Look for Stephanie Zacharek's full review closer to Dragon Tattoo's Dec. 21 release date, but in grand Movieline tradition, find herewith a few notes to consider ahead of next week. For the record, this is mostly spoiler-free; considering the blockbuster success of both Stieg Larsson's source novel and international audience for the original Swedish screen adaptation, I guess I could be a little more generous with plot specifics and scenarios. But seeing as I was unfamiliar with both, it's probably safest to assume you might be as well.
1. Daniel Craig's association aside, this is the most transfixing title sequence the James Bond franchise never had. Maybe Trent Reznor and Karen O can rig up a Led Zeppelin cover for Skyfall.
2. It looks cold! Like, really cold. Like, "How is Sweden habitable?" cold. I don't think there's any CGI breath on this one, though maybe the technology has improved since The Social Network. Either way, the atmosphere is extraordinary throughout, even in the thaw.
3. For a guy who's always evinced a general impatience with and/or disdain for the news media while promoting his work, Fincher has an almost fetishistic eye for journalistic procedure. Dragon Tattoo presents a much more glamorized presentation than that of Zodiac, even going so far as to show disgraced-reporter-turned-investigator Mikael Blomqvist as a guy happily dallying with his married publisher and cavorting intimately with Lisbeth Salander (Rooney Mara), the punked-out bisexual hacker with whom he partners to crack a series of unsolved murders. Still! Fincher gets these guys and their obsessions. Or at least it looks like he's trying to.
4. That Stellan Skarsgård sure pours one menacing bottle of wine.
5. Again, I haven't seen director Niel Arden Oplev's earlier adaptation, but the general consensus toward that film seems to be that Lisbeth's rape and her comeuppance are shockingly graphic -- necessarily so to understand the depth of the character's lifelong pain and fury. For those worried that the American remake will sanitize and thus dilute these events? Don't be. I have never seen a more graphic, harrowing and violent rape-revenge scenario in a mainstream Hollywood film. It may actually go too far, if only because of the vast emotional distance that Lisbeth has to make up in the remainder of screenwriter Steven Zaillian's adaptation. That said, the adaptation is looong at 158 minutes, and...

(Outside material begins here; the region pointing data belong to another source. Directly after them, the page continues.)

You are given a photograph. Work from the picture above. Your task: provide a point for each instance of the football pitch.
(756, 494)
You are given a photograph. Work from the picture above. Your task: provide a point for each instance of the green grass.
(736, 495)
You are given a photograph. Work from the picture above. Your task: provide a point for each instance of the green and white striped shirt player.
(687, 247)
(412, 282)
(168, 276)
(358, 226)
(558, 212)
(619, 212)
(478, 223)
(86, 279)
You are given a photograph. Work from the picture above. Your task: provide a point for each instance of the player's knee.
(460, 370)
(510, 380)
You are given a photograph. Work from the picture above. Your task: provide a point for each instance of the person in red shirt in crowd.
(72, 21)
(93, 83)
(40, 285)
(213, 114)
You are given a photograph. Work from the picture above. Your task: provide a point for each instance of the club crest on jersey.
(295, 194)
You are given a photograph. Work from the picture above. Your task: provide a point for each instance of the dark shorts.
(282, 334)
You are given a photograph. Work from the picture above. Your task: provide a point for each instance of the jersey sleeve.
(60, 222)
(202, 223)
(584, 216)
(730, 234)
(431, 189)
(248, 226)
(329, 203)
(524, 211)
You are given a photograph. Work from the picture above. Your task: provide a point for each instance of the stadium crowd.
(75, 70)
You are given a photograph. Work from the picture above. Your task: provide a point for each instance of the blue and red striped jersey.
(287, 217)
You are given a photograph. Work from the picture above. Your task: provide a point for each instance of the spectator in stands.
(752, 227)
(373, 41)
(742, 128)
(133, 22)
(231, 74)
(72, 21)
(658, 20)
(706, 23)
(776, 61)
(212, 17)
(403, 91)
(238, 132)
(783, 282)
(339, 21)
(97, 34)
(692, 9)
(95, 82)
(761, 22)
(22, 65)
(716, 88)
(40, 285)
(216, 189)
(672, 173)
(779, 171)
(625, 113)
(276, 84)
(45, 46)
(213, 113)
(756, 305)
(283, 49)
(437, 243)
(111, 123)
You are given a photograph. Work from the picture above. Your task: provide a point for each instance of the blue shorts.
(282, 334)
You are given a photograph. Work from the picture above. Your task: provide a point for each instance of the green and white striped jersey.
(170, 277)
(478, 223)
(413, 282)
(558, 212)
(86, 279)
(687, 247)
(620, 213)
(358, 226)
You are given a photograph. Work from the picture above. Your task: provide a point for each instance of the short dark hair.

6. Mara pulls it off. She's pretty damned good in this. Everyone is, really (Christopher Plummer reinforces his already redoubtable Oscar positioning, and Fincher knows exactly how to use Joely Richardson), but Mara doesn't shape-shift and skulk and scowl so much as give us a young woman stranded at the farthest edge of modernity, eyes darting constantly back into the pitch-black abyss in which she's taught to believe she belongs. Her Lisbeth comes most alive in those fragments of seconds when she seems capable of -- even constructed from -- anything.
7. Maybe I've just seen too many Bergman films, but I didn't know 1966-era Sweden could practically be as mediated by photography as latter-day America. I mean, did everyone really take that many pictures back then, with even the crappy ones making it into photo albums hanging around early half a century later?
8. Enya better have gotten paid well for that music cue, because I don't know if anyone who sees this can sit still for "Orinoco Flow" again.
9. I get the nihilistic novelty of marketing Dragon Tattoo as "the Feel-Bad Movie of Christmas," yet I found the film strangely uplifting. And I'm depressed about everything! The ending might not be optimal for at least one character, but hey -- we've got two more movies in the series. The only person who'll likely feel bad about this one is David Denby. I don't know, though, you tell me.